James does try to limit his spending to £200-a-month on models, and believes he now has the largest collection. On average the larger trucks cost £80 with the smaller models costing around £20. James said “There is a guy in Wales who has a similar sized collection to me – but I think mine is bigger! Most of mine are in boxes, and his aren’t, everyone who sees my collection say they’ve never seen one as big.”
A brio truck from James’ childhood was recently valued at a whopping £800, and his collection as a whole has a combined value of well over £10,000.
James lives with his mum, Jane, and her partner Ian Maylor, said his collection really took off after a previous relationship ended because of the hobby. “I had a girlfriend who didn’t like me spotting, she wanted me to spend all my money on her instead of doing what I wanted to do. I was saying you are not going to stop me doing my hobby. It was a factor that contributed to the break-up but because I’d saved so much money during that time, after it ended in 2012 my collection really began to rocket. I only had about 100 trucks then, but now I’ve got well over 300. We all need our hobbies and I’ve got a few. I’ve got model building, collecting models and going out spotting.”
James is currently training to get a HGV licence and will get behind the wheel of a real truck for the first time next month.
“I’m a bit nervous, but it will lead the way for me to drive for Stobart eventually. That’s what I want to do.”
Aside from spotting, James also runs a Stobart Facebook group and uploads stop-animation video stories of his model trucks to YouTube, attracting some 890 subscribers.
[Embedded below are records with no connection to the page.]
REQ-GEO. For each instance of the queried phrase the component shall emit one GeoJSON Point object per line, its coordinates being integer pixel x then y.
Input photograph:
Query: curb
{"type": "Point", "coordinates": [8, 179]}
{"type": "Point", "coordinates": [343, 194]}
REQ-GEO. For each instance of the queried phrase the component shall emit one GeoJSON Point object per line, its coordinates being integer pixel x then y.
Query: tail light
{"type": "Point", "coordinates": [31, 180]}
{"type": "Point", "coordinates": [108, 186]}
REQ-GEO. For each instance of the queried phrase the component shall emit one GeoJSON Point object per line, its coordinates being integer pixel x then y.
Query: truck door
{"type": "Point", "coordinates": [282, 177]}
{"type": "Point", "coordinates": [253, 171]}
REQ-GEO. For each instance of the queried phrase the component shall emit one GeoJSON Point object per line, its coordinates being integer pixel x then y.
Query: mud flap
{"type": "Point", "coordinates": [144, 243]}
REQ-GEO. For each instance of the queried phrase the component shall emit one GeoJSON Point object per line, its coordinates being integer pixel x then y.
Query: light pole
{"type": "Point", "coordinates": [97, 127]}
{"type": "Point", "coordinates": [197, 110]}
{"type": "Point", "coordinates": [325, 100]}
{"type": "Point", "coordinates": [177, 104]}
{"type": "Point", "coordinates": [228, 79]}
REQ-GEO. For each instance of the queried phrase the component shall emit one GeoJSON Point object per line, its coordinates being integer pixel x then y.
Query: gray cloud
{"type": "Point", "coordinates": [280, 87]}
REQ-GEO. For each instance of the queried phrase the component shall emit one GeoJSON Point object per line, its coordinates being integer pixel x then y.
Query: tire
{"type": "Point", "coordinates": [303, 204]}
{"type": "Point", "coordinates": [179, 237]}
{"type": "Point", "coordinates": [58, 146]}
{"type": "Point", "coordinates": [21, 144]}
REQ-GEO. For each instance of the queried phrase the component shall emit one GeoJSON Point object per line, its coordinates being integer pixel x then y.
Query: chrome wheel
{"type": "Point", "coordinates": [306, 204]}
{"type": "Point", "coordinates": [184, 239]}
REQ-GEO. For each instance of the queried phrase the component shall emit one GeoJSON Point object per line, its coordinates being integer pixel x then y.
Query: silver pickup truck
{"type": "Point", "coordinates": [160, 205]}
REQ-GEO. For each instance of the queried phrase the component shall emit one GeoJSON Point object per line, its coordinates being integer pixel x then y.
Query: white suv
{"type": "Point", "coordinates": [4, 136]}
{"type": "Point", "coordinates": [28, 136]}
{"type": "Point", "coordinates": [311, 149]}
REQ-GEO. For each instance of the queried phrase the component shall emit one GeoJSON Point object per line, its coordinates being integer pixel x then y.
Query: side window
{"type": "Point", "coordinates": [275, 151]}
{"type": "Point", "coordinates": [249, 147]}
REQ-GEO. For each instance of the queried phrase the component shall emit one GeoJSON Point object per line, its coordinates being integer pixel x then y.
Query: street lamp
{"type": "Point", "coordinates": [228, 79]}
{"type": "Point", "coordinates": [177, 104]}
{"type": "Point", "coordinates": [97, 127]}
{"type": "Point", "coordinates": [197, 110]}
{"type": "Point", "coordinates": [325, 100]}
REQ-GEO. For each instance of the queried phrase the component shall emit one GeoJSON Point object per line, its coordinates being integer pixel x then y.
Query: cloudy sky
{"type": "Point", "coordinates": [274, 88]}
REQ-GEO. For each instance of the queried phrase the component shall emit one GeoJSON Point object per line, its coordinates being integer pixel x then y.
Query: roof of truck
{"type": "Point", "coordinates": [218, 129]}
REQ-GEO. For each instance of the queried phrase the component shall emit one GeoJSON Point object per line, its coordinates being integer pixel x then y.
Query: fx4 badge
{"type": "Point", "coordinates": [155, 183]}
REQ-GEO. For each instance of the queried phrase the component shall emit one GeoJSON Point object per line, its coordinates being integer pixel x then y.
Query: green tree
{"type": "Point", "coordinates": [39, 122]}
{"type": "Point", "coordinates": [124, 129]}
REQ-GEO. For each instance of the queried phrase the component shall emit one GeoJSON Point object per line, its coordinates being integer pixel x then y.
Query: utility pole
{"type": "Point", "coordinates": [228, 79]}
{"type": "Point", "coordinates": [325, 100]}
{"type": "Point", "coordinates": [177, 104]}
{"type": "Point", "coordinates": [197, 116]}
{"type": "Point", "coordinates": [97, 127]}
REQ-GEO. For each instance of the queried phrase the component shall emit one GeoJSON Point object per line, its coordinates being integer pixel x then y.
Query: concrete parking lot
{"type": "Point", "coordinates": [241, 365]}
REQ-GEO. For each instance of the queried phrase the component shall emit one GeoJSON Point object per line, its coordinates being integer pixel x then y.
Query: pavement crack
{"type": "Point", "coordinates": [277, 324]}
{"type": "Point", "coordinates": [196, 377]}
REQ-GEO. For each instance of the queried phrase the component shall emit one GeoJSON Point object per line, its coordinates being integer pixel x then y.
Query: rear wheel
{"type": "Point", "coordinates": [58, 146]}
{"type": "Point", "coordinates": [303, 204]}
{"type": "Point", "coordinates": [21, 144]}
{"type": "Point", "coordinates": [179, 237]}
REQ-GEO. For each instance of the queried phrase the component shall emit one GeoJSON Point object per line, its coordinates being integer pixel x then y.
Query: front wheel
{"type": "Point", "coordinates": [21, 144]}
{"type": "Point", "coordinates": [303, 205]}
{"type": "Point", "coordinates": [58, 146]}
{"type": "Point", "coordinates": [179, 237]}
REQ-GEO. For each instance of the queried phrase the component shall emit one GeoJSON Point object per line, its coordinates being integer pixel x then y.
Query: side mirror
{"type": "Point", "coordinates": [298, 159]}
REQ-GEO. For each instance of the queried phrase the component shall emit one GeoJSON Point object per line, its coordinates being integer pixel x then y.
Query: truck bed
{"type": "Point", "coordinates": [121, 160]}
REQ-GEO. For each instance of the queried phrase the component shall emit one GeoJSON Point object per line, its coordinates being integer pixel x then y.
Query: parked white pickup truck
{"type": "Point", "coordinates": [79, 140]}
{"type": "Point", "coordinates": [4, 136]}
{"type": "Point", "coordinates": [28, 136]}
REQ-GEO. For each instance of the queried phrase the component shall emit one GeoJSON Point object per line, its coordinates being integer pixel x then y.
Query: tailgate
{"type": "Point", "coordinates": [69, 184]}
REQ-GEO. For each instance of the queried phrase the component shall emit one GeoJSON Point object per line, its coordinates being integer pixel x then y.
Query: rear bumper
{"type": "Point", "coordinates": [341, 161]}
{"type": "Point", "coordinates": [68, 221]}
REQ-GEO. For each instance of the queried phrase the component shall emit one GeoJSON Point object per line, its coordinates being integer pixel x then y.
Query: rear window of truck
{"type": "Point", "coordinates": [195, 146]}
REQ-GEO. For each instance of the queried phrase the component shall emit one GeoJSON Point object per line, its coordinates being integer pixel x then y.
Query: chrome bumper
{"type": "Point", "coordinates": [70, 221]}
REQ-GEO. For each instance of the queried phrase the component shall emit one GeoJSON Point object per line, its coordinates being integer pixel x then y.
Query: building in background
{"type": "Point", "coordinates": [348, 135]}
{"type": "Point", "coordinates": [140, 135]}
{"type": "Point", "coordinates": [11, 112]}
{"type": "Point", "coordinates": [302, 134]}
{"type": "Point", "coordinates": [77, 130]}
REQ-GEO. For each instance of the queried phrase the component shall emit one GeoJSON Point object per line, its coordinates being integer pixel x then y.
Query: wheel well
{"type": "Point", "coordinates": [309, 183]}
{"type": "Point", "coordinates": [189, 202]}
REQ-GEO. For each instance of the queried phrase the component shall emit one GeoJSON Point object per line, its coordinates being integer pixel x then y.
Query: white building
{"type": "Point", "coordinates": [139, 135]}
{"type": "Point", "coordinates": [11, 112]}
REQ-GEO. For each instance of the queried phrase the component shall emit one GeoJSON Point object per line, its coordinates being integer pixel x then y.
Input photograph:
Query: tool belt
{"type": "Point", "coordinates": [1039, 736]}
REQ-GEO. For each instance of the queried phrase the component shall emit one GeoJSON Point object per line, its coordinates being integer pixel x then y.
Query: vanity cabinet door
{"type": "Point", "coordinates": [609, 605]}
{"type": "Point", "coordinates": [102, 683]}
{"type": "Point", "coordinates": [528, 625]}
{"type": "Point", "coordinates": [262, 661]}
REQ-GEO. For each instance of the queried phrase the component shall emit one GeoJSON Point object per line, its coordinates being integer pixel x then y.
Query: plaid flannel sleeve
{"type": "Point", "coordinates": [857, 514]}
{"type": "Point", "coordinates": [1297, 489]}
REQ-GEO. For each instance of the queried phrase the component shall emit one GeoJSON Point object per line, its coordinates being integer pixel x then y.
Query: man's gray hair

The videos only last one minute, but each second of film requires 4 pictures and the stories take hours of painstaking work to complete.
Current girlfriend, Rebecca Stirland, shares his passion and the pair regularly go out spotting. Rebecca, who owned a Stobart model truck before meeting James, said: “I laughed and thought it was strange at first. It’s the last thing I would imagine having in common – but we do now. We went to Doncaster spotting on our first Valentine’s. It was my idea. He’d booked the weekend off and we were going out for a meal Saturday night and I asked if he wanted to go.”
“Steady” Eddie Stobart starting the agricultural firm in the 50s, which expanded int haulage by the 70s.
Stobart Club membership costs £18-a-year, and the firm sells a wide range of merchandise, including onesies, fridge magnets and teddy bears online. A spokesman said: “We’re very proud of our following and honored that there’s such an interest out there in our business and in our fleet.”